To date, most human cases have occurred in people handling infected poultry or animals.
Key Symptoms of bird flu in humans include:
Cough,
sore throat,
runny or stuffy nose,
difficulty breathing
High fever (often >38°C),
fatigue,
muscle/body aches
Conjunctivitis (red/irritated eyes),
nausea,
vomiting,
diarrhea.
In severe cases, pneumonia and Acute Respiratory Distress Syndrome (ARDS), have been reported.
Human infections remain rare, and the risk is also low, yet scientists say that the virus may someday evolve into a variant that can cause significant harm to humans. Recent infections in mammals (like cattle) increase concern.
Bird flu (H5N1) was detected in the US milk supply, particularly in raw milk from infected dairy cows, with high levels found in milk and udder tissues.
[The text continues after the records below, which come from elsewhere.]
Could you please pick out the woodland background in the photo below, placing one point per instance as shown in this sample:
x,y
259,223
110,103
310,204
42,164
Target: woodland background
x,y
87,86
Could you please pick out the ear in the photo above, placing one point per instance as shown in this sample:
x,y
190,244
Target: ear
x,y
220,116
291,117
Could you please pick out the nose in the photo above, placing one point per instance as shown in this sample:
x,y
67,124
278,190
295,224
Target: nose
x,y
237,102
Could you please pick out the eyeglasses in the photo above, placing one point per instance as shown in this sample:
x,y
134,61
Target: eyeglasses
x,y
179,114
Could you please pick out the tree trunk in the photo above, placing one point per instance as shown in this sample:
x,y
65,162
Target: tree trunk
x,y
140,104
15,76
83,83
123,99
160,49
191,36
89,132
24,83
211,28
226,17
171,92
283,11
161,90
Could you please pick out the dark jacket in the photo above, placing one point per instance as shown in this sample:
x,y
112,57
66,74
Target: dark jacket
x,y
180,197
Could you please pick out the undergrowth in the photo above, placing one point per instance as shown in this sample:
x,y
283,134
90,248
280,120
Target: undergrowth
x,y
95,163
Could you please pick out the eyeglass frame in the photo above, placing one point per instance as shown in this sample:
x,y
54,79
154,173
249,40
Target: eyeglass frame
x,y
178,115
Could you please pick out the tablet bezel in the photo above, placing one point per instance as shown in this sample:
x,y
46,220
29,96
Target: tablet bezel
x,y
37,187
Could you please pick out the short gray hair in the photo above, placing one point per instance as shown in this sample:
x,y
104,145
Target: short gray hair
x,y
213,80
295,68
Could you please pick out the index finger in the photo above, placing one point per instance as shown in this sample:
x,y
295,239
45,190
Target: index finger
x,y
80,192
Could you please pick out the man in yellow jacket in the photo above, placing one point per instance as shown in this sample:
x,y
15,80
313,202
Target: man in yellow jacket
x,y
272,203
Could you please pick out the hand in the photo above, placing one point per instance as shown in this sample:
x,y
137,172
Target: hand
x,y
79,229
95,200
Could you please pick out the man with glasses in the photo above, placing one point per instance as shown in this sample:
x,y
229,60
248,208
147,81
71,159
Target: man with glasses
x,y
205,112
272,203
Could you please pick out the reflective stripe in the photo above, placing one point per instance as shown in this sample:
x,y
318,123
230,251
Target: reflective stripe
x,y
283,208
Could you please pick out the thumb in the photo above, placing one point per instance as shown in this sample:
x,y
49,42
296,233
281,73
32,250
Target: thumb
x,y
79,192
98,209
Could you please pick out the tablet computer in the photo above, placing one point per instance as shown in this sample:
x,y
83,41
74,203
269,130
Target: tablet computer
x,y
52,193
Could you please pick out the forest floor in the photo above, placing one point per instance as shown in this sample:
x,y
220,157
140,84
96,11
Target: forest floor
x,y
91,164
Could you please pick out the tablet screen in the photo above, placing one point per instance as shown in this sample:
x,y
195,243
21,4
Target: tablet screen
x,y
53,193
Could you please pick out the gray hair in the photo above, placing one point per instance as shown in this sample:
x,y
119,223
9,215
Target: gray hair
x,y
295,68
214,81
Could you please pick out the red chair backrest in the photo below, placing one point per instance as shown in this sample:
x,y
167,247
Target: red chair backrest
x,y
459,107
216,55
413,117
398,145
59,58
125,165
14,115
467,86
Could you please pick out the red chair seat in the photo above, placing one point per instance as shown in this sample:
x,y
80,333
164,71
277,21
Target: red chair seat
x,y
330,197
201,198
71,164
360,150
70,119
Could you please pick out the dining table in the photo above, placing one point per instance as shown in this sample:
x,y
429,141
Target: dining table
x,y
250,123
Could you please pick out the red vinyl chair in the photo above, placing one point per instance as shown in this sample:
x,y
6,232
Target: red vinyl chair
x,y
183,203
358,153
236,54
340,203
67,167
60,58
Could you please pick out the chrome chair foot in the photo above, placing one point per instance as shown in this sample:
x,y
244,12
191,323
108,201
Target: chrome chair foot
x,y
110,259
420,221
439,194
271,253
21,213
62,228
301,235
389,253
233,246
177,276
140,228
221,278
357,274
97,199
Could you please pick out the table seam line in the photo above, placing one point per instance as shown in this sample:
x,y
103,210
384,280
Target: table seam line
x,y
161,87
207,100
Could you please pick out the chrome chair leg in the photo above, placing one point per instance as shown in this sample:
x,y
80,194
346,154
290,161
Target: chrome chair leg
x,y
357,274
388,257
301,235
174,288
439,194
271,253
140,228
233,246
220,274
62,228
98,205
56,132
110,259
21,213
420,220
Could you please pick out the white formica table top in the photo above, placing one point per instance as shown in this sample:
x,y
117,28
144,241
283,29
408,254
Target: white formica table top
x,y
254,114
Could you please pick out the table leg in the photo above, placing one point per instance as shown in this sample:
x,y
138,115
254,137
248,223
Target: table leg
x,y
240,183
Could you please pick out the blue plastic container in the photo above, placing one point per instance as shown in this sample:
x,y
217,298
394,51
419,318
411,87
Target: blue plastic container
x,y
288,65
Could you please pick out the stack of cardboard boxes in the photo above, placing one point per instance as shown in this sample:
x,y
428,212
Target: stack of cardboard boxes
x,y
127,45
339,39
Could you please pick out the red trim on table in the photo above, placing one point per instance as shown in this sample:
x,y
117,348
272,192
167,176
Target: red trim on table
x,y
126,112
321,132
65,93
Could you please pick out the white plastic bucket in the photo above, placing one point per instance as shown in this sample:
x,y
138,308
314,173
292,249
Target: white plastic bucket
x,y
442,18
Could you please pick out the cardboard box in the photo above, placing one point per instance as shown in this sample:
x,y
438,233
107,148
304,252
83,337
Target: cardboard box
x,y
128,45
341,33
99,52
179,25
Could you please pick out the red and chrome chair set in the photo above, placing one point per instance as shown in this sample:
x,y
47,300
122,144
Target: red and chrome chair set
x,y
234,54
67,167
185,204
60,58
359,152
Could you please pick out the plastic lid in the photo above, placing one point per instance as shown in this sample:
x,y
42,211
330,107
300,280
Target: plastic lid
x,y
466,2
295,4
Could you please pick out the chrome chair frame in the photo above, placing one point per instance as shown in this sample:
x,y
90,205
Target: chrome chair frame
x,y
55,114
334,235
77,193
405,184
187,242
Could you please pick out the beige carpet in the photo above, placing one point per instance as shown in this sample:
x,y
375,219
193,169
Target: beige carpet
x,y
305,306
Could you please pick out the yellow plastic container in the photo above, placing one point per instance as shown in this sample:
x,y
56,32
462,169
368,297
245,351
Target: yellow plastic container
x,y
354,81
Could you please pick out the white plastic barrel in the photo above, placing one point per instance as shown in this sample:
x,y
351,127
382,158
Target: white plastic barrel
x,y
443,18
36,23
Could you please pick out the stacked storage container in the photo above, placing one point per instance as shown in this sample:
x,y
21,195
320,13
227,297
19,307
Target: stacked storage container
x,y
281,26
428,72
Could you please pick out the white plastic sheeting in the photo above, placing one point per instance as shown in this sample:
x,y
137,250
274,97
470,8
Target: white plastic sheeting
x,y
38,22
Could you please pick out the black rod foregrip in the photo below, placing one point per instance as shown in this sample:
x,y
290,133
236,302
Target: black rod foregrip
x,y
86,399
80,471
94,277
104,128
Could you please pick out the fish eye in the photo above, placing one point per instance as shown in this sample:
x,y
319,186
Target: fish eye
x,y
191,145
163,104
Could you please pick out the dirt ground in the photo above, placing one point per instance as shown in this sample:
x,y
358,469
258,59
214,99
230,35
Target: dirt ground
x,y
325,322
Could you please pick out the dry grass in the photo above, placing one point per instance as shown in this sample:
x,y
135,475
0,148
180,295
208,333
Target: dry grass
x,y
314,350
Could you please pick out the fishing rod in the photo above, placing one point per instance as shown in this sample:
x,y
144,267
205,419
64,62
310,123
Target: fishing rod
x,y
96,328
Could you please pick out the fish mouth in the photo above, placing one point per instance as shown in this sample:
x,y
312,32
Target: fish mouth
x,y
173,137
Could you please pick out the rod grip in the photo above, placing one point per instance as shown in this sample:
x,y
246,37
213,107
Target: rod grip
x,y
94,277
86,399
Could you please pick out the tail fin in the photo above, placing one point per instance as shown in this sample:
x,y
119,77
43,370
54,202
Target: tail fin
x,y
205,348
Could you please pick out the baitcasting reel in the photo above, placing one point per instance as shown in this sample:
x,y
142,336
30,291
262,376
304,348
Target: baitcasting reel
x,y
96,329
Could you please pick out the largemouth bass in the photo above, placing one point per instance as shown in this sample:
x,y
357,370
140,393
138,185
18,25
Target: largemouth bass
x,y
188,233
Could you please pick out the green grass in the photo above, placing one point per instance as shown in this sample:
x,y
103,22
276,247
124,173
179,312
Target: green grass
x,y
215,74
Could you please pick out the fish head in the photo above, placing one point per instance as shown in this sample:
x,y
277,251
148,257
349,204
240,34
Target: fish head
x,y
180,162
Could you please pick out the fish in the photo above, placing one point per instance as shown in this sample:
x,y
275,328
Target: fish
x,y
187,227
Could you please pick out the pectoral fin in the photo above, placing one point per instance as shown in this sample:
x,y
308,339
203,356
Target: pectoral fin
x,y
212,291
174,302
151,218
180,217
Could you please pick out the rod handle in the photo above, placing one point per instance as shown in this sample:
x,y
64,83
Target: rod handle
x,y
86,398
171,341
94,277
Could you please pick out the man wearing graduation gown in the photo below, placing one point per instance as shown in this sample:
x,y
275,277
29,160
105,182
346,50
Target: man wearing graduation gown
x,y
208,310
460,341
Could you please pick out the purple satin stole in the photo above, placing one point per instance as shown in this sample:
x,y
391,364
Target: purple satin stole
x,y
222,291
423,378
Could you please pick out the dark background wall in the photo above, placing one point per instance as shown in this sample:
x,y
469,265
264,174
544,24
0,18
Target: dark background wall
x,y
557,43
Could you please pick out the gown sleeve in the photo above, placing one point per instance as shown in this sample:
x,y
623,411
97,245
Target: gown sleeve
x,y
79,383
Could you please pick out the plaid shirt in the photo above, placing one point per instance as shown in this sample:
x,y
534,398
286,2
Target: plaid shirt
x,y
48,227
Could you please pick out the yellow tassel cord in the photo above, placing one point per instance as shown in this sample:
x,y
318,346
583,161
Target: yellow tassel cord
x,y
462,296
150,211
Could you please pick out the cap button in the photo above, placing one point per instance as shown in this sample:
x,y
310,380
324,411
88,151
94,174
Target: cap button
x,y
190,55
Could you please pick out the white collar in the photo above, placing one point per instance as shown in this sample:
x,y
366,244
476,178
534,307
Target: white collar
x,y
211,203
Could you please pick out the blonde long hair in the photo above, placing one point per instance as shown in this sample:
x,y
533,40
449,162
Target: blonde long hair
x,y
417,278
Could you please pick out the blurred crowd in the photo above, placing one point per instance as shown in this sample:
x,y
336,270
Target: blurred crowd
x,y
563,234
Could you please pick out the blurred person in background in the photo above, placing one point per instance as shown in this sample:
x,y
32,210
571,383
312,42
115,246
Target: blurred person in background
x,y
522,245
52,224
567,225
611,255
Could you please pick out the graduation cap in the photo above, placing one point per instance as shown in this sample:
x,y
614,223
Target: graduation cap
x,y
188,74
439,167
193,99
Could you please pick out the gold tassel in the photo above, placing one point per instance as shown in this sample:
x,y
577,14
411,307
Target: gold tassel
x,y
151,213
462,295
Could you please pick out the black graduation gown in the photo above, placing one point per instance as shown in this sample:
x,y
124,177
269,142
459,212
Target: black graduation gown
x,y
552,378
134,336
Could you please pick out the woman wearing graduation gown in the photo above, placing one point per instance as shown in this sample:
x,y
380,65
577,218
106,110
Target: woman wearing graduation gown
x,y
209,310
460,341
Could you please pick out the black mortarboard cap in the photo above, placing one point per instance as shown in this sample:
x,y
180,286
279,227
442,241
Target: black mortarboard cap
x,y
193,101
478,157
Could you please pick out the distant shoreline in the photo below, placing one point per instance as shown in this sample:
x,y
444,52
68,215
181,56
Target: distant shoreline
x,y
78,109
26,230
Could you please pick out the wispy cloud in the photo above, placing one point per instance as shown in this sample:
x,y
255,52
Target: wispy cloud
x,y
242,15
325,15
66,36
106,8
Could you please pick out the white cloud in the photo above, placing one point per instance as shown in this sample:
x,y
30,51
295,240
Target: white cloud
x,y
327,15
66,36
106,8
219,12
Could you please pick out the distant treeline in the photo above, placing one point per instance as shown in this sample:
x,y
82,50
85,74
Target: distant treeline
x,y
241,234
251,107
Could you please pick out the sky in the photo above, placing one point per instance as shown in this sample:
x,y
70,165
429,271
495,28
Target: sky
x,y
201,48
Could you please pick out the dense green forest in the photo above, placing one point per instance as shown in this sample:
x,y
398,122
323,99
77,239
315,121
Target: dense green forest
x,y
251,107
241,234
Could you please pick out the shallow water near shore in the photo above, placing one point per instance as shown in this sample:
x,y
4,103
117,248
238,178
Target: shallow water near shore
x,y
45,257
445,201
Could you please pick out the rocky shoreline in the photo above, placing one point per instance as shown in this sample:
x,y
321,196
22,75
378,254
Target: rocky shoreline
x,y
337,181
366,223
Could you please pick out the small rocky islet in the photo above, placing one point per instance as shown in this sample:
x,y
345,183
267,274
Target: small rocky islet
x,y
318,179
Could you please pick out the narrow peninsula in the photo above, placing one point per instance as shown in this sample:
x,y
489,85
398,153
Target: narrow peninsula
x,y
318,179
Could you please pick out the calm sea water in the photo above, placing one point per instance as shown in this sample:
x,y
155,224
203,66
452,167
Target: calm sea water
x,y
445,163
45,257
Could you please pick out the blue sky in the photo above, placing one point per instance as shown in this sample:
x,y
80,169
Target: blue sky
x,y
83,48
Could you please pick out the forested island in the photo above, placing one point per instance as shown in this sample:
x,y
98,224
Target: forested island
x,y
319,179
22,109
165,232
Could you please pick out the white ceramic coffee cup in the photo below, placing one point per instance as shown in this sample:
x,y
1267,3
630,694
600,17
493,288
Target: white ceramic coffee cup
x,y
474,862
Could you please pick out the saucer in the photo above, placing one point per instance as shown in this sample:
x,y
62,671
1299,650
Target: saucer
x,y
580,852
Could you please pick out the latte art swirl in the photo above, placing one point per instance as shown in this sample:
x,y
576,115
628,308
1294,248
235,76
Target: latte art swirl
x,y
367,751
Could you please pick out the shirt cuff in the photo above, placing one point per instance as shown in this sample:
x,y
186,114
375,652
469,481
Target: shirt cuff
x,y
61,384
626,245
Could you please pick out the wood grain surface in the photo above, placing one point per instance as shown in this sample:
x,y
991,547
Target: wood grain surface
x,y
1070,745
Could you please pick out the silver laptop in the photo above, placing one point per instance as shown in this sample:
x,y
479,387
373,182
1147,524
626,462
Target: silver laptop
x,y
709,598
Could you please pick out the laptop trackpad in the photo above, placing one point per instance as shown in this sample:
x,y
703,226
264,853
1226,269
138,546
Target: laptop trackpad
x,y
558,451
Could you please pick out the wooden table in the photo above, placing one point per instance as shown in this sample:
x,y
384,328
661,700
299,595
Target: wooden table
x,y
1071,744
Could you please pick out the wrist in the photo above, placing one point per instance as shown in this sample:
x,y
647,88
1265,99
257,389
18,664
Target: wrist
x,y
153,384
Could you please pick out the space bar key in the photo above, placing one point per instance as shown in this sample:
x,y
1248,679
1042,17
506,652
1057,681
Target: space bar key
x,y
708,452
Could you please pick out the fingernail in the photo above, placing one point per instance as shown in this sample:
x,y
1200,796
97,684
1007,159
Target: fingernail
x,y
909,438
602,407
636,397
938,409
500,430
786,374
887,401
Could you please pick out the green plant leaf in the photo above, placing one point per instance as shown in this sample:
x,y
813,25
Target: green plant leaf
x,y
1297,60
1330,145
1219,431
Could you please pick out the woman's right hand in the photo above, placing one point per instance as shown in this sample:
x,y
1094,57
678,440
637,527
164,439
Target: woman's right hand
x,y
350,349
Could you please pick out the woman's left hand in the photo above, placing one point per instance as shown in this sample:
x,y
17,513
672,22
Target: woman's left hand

“There is a consensus among those who study how infectious diseases originate and spread that the next pandemic in humans is most likely to originate in a bird flu. Of the different types of bird flu that are especially important, H5N1 avian influenza is considered the most likely candidate for a spillover event, with a high fatality rate,” Dr. Gautam Menon, Professor of Physics & Biology, Ashoka University, told HealthandMe.
“From the small number of infections in humans that have been diagnosed, we know that about 30-40 percent of such cases can be fatal. But we don’t know the possible background of infections in which these deaths or serious cases might occur. In particular, the possibility of asymptomatic infections is open,” he added.